If \(\dim H = 2\), then (i)\(\iff \)(ii) was proved in Lemma 3.1, so from now on we will assume \(2< \dim H < \infty \). Also, as the case when \(A\in \mathcal {SC}(H)\) is trivial, we assume otherwise throughout the proof.

(i)\(\Longrightarrow \)(ii): Suppose that \(0,1 \in \sigma (A)\) and consider an arbitrary effect B with \(B^\sim \subseteq A^\sim \). By Lemma 2.12, A and B commute. If \(0 = \lambda _1 \le \lambda _2 \le \dots \le \lambda _{n-1} \le \lambda _n = 1\) are the eigenvalues of A, then the matrices of A and B written in an orthonormal basis of joint eigenvectors are the following:

$$\begin{aligned} A = \left[ \begin{matrix} 0 &{} 0 &{} \dots &{} 0 &{} 0 \\ 0 &{} \lambda _2 &{} \dots &{} 0 &{} 0 \\ \vdots &{} &{} \ddots &{} &{} \vdots \\ 0 &{} 0 &{} \dots &{} \lambda _{n-1} &{} 0 \\ 0 &{} 0 &{} \dots &{} 0 &{} 1 \\ \end{matrix}\right] \quad \text {and} \quad B = \left[ \begin{matrix} \mu _1 &{} 0 &{} \dots &{} 0 &{} 0 \\ 0 &{} \mu _2 &{} \dots &{} 0 &{} 0 \\ \vdots &{} &{} \ddots &{} &{} \vdots \\ 0 &{} 0 &{} \dots &{} \mu _{n-1} &{} 0 \\ 0 &{} 0 &{} \dots &{} 0 &{} \mu _n \\ \end{matrix}\right] \end{aligned}$$

with some \(\mu _1,\dots \mu _n \in [0,1]\). Notice that by Corollary 2.8, for all \(1\le i < j \le n\) we have

$$\begin{aligned} \left[ \begin{matrix} \mu _i &{} 0 \\ 0 &{} \mu _j \end{matrix}\right] ^\sim \subseteq \left[ \begin{matrix} \lambda _i &{} 0 \\ 0 &{} \lambda _j \end{matrix}\right] ^\sim . \end{aligned}$$

In particular, choosing \(i = 1, j = n\) implies either \(\mu _1 = 0\) and \(\mu _n = 1\), or \(\mu _1 = 1\) and \(\mu _n = 0\). Assume the first case. If we set \(i=1\), then Lemma 3.2 and (47) imply \(\mu _j \ge \lambda _j\) for all \(j = 2,\dots , n-1\). But on the other hand, setting \(j=n\) implies \(\mu _i \le \lambda _i\) for all \(i = 2,\dots , n-1\). Therefore we conclude \(B = A\). Similarly, assuming the second case implies \(B=A^\perp \).

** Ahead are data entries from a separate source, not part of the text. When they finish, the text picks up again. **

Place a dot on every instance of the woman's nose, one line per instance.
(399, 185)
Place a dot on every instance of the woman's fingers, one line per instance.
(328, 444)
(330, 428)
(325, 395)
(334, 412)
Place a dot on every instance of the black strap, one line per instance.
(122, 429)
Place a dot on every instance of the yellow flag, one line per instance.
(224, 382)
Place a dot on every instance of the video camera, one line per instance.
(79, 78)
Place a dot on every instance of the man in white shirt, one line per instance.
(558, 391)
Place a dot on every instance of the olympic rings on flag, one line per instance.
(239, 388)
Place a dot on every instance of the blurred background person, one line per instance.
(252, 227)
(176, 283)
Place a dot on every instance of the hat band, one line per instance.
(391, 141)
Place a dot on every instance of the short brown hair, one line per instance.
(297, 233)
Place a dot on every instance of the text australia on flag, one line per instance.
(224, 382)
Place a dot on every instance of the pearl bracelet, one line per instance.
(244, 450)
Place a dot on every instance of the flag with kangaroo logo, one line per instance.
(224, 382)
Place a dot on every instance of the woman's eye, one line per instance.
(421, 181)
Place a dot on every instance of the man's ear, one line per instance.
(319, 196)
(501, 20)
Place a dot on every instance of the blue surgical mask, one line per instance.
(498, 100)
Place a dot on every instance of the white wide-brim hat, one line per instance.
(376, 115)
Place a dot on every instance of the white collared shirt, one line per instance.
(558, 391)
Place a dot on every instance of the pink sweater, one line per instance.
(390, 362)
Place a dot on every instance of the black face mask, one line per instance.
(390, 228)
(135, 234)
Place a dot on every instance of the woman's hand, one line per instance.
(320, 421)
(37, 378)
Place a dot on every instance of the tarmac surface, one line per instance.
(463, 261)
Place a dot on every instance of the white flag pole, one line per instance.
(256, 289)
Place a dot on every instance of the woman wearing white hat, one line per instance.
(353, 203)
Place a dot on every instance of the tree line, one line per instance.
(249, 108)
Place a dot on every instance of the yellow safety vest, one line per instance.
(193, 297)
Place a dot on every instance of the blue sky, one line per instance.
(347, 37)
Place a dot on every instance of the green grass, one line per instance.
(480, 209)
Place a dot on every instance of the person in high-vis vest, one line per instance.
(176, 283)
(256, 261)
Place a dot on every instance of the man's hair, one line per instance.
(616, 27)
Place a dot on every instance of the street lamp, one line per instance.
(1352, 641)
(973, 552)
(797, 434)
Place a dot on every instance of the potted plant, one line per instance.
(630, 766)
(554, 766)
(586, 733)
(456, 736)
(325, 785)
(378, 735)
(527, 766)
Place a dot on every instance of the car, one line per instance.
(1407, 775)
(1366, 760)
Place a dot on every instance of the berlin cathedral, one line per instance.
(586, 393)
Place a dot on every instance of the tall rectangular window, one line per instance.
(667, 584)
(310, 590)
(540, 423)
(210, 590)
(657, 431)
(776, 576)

(ii)\(\Longrightarrow \)(i): Assume (i) does not hold, then there exists a positive number \(\varepsilon \) such that \(\sigma (A) \subseteq [0,1-\varepsilon ]\) or \(\sigma (A^\perp ) \subseteq [0,1-\varepsilon ]\). Suppose the first possibility holds, then \(\tfrac{1}{1-\varepsilon }A \notin \{A,A^\perp \}\) and \(\left( \tfrac{1}{1-\varepsilon }A\right) ^\sim \subseteq A^\sim \). The second case is very similar. \(\square \)

We only proved the above lemma and Corollary 2.11 in the finite dimensional case. The following two questions would be interesting to examine:

Question 6.2

Does the statement of Corollary 2.11 remain true for general infinite dimensional Hilbert spaces?

Question 6.3

Does the statement of Lemma 6.1 hold if \(\dim H \ge \aleph _0\)?

Finally, our first main theorem characterises completely when \(A^\sim = B^\sim \) happens for two effects A and B. However, we gave only some partial results about when \(A^\sim \subseteq B^\sim \) occurs, e.g. Lemma 2.12.

Question 6.4

How can we characterise the relation \(A^\sim \subseteq B^\sim \) for effects AB?

We believe that a complete answer to this latter question would represent a substantial step towards the better understanding of coexistence.